Tuesday 17 May 2011

Apple Of My Eye: Helene Hanff

I have never been to New York, but I've read the book.

I discovered it twenty-five years ago, and it planted in my brain a notion of the city which is so exciting and alluring that I have a ready answer when someone says, 'If you could do just one thing before you die..'

In 1975, at the age of fifty-nine, five years after the hugely successful 84, Charing Cross Road, Helene Hanff was asked by a publisher of travel books to write the words for a tourist guide to her native New York. It was a dream assignment because, as she told herself at the time, she knew the city like the back of her hand. Only when she went to the Public Library, took home three books about New York and compiled a list of the eight attractions to make all three, did it dawn on her that she didn't know the place as well as she thought. Several must-see attractions, she had never seen at all; and she set out with a friend on a quirky, upbeat and enlightening voyage of discovery which the following year she worked up into book of her own - Apple Of My Eye.

Helene Hanff

Apart from the fact that her enthusiasm is catching and her writing style, as in all her books, easy, engaging and forward-flowing, what I love most about Apple Of My Eye is the author's unaffected likability, which radiates from every page like a log fire in winter. Hanff never married and there is no record, in her autobiography or elsewhere, of any romance - the feeling is that although she had many good friends, she was comfortable in her own skin. She was a lifelong smoker and enjoyed a martini. She called a spade a spade. She lived in a modest apartment and would have travelled more but was afraid of flying (during her twenty-year correspondence with Frank Doel in London, on which Charing Cross Road was based, she often thought about visiting but left it too late - Frank died and Hanff didn't see the famous bookshop, or what had once been the shop, until several years later).

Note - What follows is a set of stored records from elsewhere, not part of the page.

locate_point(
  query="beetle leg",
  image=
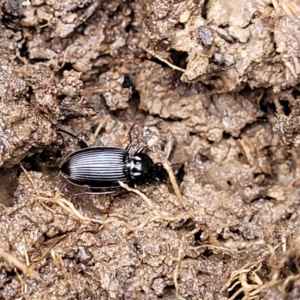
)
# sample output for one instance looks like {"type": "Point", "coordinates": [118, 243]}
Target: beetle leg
{"type": "Point", "coordinates": [140, 150]}
{"type": "Point", "coordinates": [128, 147]}
{"type": "Point", "coordinates": [82, 144]}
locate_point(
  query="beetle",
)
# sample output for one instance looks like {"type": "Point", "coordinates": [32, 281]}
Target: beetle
{"type": "Point", "coordinates": [101, 168]}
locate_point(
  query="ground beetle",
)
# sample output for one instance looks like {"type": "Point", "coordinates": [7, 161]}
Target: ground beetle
{"type": "Point", "coordinates": [101, 168]}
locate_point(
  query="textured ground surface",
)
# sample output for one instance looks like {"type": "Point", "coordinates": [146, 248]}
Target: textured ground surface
{"type": "Point", "coordinates": [212, 86]}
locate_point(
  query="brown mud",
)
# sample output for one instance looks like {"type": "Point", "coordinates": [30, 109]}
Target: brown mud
{"type": "Point", "coordinates": [211, 86]}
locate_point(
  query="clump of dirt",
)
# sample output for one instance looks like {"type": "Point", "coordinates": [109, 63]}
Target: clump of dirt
{"type": "Point", "coordinates": [210, 87]}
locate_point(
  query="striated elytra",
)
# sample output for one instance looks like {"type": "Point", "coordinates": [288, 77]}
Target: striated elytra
{"type": "Point", "coordinates": [101, 168]}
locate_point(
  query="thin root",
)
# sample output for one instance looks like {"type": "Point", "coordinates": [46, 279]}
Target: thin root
{"type": "Point", "coordinates": [174, 184]}
{"type": "Point", "coordinates": [17, 263]}
{"type": "Point", "coordinates": [163, 60]}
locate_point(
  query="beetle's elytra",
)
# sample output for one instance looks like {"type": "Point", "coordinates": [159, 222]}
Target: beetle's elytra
{"type": "Point", "coordinates": [101, 168]}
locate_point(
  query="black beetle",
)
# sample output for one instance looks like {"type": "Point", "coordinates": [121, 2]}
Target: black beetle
{"type": "Point", "coordinates": [101, 168]}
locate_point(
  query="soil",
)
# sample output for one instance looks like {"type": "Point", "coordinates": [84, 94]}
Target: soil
{"type": "Point", "coordinates": [211, 87]}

In this passage about the Cloisters museum, high above the Hudson, she muses about John D. Rockefeller Jr's one-off creation, assembled from fragments of twelfth and thirteenth century European buildings stone for stone:

'.. no European can imagine being born in a country which was a wilderness three hundred years ago, in which a building seven hundred years old is literally unimaginable. John D. Jr knew that millions of Americans had no hope of seeing Europe, but might manage to see New York. Since his countrymen couldn't travel abroad to see medieval architecture, he brought medieval architecture to them.'

Helene Hanff died in 1997, aged eighty.